Despite the above fallacies, my basic inclination is to believe in a two-state solution, with an Israel that withdraws to approximately the '67 boundaries.
So much historical water has gone over the dam that at this point it's more like something of an ethnic conflict. It seems to me we have to remember and acknowledge what happened.
So much water may have gone over the dam that a two state solution based on apologies, acknowledgements, peace, security, and the approximate 1967 boundaries may make sense.
But one can still find the typical Zionist arguments for this to be fundamentally fallacious, just as some believers may love God -- while still believing that all of St. Thomas Aquinas's or Maimonides's 5 or 6 or 8 or whatever "arguments" from the "Thomistic Talking Points" are fundamentally fallacious. So while I think the old talking points are deeply fallacious, that's not necessarily the same conversation as talking about the future of Israel and Palestine and the Middle East today.
Peace and best to all.
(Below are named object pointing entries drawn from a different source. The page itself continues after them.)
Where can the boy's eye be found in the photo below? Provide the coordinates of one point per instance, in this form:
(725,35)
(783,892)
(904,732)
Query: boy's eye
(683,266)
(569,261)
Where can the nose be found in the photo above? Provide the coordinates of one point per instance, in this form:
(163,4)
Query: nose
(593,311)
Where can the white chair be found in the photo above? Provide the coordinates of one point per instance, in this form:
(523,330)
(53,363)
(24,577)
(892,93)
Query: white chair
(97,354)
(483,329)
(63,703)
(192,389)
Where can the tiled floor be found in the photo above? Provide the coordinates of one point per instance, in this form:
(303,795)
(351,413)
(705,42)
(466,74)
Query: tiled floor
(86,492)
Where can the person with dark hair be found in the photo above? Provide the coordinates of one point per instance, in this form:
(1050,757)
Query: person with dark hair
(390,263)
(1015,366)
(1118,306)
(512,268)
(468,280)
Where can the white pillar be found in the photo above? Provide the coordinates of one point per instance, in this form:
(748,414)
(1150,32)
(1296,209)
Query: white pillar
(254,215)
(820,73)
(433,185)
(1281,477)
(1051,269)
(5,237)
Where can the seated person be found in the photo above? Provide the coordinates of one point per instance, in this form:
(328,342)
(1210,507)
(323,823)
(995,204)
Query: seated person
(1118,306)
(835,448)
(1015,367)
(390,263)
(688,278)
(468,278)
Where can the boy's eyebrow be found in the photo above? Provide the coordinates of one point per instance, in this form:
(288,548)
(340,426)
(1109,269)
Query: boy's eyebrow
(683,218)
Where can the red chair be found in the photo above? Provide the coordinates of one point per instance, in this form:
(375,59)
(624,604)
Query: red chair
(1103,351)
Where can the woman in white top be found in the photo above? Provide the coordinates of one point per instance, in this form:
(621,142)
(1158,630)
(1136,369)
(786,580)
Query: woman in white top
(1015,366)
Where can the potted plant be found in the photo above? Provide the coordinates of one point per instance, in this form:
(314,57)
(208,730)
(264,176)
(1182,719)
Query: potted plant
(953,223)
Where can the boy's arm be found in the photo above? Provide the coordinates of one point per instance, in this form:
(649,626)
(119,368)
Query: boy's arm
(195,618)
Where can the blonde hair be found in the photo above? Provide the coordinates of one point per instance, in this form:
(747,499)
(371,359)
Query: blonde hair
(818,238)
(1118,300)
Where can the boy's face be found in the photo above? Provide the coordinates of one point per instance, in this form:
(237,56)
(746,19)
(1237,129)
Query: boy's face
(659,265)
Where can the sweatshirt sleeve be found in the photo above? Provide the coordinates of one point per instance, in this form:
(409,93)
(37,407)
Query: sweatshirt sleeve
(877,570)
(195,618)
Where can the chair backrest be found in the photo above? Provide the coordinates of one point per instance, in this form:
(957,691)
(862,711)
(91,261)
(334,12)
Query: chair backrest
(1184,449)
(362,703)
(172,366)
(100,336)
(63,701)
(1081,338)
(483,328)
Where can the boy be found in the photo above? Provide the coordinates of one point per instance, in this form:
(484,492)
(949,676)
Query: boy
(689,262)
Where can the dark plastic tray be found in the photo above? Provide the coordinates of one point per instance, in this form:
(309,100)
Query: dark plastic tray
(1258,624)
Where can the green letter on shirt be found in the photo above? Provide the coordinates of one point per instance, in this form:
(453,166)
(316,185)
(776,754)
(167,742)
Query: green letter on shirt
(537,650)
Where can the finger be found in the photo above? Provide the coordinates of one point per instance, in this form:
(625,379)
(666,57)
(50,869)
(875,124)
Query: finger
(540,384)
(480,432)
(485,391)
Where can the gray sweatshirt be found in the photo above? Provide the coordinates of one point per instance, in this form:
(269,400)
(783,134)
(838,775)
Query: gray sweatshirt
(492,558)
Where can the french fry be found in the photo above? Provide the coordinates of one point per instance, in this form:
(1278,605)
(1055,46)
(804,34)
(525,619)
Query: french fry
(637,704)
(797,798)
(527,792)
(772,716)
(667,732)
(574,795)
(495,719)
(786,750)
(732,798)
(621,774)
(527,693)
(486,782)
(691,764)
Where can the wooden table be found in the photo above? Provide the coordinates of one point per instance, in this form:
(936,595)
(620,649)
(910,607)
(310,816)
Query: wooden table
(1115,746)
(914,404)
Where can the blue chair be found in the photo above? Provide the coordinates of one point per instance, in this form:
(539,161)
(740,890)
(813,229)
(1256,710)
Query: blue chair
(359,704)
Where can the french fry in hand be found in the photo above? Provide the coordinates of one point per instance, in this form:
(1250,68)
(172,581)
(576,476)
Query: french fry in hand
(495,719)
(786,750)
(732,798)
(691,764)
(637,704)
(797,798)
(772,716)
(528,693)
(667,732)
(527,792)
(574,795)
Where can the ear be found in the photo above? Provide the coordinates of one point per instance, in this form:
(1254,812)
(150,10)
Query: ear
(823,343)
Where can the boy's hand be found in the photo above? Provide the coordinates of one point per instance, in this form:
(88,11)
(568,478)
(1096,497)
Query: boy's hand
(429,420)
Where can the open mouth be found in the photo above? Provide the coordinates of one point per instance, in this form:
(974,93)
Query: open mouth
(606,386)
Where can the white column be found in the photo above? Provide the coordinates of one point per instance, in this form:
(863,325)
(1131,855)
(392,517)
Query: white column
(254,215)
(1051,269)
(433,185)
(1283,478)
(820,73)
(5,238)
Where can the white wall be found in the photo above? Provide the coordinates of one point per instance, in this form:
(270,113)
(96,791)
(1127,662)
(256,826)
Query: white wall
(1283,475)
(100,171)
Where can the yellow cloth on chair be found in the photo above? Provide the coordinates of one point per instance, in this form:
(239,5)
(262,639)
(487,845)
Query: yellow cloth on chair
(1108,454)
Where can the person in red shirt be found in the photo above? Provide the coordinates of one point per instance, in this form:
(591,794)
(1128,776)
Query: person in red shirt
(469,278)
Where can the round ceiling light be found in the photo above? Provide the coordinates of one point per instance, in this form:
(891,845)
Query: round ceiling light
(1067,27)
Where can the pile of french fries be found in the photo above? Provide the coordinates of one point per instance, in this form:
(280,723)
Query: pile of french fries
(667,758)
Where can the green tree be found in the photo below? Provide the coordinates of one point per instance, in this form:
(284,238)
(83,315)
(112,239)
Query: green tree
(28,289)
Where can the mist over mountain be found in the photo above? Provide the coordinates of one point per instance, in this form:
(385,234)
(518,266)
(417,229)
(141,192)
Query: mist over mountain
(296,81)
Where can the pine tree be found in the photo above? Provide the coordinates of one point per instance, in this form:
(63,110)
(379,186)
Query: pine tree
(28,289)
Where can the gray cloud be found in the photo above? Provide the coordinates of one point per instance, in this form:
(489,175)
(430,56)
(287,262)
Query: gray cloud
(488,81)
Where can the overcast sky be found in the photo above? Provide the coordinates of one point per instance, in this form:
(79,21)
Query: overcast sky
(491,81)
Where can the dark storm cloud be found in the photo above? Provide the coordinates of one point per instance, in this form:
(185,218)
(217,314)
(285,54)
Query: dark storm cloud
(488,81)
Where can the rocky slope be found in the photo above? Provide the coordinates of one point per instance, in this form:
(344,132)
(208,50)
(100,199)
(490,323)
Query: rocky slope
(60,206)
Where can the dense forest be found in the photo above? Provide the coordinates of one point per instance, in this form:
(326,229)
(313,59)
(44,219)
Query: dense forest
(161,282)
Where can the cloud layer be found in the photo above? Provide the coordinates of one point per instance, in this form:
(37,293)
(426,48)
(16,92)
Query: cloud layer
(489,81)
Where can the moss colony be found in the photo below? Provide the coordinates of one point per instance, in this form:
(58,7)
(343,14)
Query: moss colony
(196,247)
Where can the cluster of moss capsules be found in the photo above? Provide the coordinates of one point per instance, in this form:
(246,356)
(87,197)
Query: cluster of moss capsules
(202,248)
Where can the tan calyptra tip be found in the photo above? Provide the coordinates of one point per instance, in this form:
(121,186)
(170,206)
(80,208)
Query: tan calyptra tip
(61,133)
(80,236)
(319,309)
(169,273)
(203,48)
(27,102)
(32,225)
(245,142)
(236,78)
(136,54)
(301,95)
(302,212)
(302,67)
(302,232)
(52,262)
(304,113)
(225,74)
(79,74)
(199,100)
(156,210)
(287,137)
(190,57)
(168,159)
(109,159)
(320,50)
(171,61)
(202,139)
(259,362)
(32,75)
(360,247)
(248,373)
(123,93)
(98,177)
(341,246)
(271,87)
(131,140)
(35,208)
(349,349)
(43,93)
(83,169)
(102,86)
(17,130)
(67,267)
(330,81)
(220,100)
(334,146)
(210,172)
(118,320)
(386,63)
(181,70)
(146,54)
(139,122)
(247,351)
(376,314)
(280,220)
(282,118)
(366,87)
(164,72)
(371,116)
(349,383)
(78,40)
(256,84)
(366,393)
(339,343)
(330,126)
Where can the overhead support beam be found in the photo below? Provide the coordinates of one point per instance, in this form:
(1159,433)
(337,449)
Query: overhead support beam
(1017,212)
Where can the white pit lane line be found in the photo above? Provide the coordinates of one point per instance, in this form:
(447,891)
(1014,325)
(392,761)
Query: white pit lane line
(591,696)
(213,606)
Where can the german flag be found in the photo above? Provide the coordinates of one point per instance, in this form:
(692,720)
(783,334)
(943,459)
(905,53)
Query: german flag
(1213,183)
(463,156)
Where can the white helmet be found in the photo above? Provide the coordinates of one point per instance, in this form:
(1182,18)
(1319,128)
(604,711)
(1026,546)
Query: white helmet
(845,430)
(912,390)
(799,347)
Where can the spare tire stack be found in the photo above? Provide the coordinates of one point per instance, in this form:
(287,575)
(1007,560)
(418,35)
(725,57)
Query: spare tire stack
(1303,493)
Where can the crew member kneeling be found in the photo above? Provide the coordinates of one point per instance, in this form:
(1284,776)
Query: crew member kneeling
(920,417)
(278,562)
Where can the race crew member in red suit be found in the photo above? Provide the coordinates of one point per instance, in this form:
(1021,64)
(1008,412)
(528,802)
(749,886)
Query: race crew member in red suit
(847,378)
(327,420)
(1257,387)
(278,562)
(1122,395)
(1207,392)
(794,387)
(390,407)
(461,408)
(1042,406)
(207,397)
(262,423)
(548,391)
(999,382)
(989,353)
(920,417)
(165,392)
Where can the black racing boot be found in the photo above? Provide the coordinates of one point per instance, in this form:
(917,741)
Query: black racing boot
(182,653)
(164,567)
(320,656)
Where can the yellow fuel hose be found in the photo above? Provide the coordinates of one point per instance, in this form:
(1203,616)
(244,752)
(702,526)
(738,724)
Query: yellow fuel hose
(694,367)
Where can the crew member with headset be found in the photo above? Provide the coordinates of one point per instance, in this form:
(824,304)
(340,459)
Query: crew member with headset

And above all the right to all innocent civilians in the contested areas, and making special emphatic mention once again of the Jews of this region, to live in peace, security, the right for them not to live under threats or menace, and especially their right to be free from terrorism against them -- which has largely and ongoingly been Arab and Palestinian in origin.
Terrorist vigilantism against "women and children," families and the elderly, innocent civilian human beings, and emphatically again Jews, is never, never -- ever, ever -- the way toward compromise, forgiveness, justice, social reconstruction-- and peace.
And may Israel live and prosper in peace and security, with West Jerusalem at last recognized by the world to be Israel's Capital City, and also a viable Palestinian state live and prosper with its own capital in East Jerusalem.